I have no doubt that an interrupt system could allow threading to be used safely. But again, it’s a huge change.

Every Glk interpreter deals with events at this low level. I’m actually less concerned about the Inform side, for the reasons you mention, but Inform is only one of many possible consumers for a Glk library.

Generally Glk disallows stupid things by declaring them illegal. And you don’t have to look very far in the Glk spec to find the concerns I’ve mentioned. In Section 1.1, after showing code for the most basic Glk program, we find this note:

I guess I also don’t see where new threads come in under your proposal. The library won’t spawn a new thread when glk_select_poll_all() executes, it will just poll the OS once for new events, repeating this whenever your extension relinquishes the CPU long enough to call it. And that decision about when and how often to poll becomes crucial: too frequently, and the efficiency hit is more pronounced; too infrequently, and the user may become frustrated at the unresponsiveness.

By adding a Glk call that explicitly spawns a thread, and a handler function that tracks new events, you also don’t add any new interpreter threads. But you do get full access to the main execution thread, plus a guarantee that a compliant library is listening for events on a secondary thread.

Plus a reasonable expectation that certain other functions (image resizing, sound decoding & playback) are taking place in independent threads, and that the library is responsible for synching up all those threads and maintaining a coherent event queue.

That seems to be about as threaded as you can make it without actually adding threads at the virtual machine level.

Is threading necessary? If the VM and UI were setup properly, a hidden interface could allow a “background” call to be made to the VM to continue working. When the player actually enters a command, a stop working call is sent to the VM and when that’s completed, the new command is sent to the VM. The state of the VM could have changed dramatically while the player was snoozing.

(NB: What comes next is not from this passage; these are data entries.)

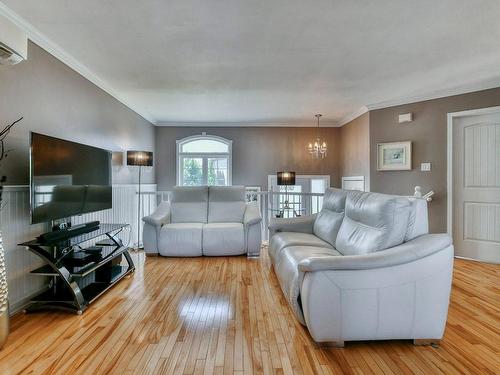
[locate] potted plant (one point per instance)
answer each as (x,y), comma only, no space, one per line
(4,303)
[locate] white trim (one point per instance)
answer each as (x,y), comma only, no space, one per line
(55,50)
(250,124)
(179,155)
(437,94)
(449,175)
(353,116)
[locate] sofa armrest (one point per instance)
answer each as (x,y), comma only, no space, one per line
(160,216)
(415,249)
(252,214)
(302,224)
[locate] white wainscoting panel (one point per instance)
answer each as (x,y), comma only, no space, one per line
(16,228)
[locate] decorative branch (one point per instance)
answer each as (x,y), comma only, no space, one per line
(3,135)
(4,152)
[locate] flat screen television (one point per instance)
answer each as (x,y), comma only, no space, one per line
(67,178)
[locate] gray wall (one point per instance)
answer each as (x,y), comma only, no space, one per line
(355,148)
(428,133)
(257,152)
(57,101)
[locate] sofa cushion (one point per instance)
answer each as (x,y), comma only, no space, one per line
(282,240)
(180,240)
(226,204)
(223,239)
(189,204)
(372,222)
(418,222)
(289,276)
(327,224)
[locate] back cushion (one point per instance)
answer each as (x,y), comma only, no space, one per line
(418,222)
(372,222)
(189,204)
(226,204)
(328,222)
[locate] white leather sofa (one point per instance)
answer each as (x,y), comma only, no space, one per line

You don’t need threading for this.

David C.

The number of interpreter/custom-glk-consuming authors must surely be even smaller than the number of Inform/Superglus/Snack/Jacl authors! They would also be more switched on technology-wise. I don’t think we need to be too worried about them making such mistakes.

Generally Glk disallows stupid things by declaring them illegal. And you don’t have to look very far in the Glk spec to find the concerns I’ve mentioned. In Section 1.1, after showing code for the most basic Glk program, we find this note:

[/quote]
I don’t really see how this is relevant. Once you finish your computations you’d stop using glk_select_poll_all() and just call glk_select(). Also check Glk/Glulx threads - #9 by Dannii if people wanted to misuse Glk they could already!

You’re correct, this isn’t a proposal for new threads. But some (many?) Glk implementations already call their respective VMs in a thread. This proposal aims to make it easy to take advantage of that. For Glk imps. which are set up like that it won’t take long to add the new functions. Those that don’t call Glulx etc in a new thread won’t need to do anything, as the gestalts will return false automatically.

A proposal to add new VM-level threads might be something to aim for in the future, but the advantage of my proposal is that is should be achievable with very little effort, very soon.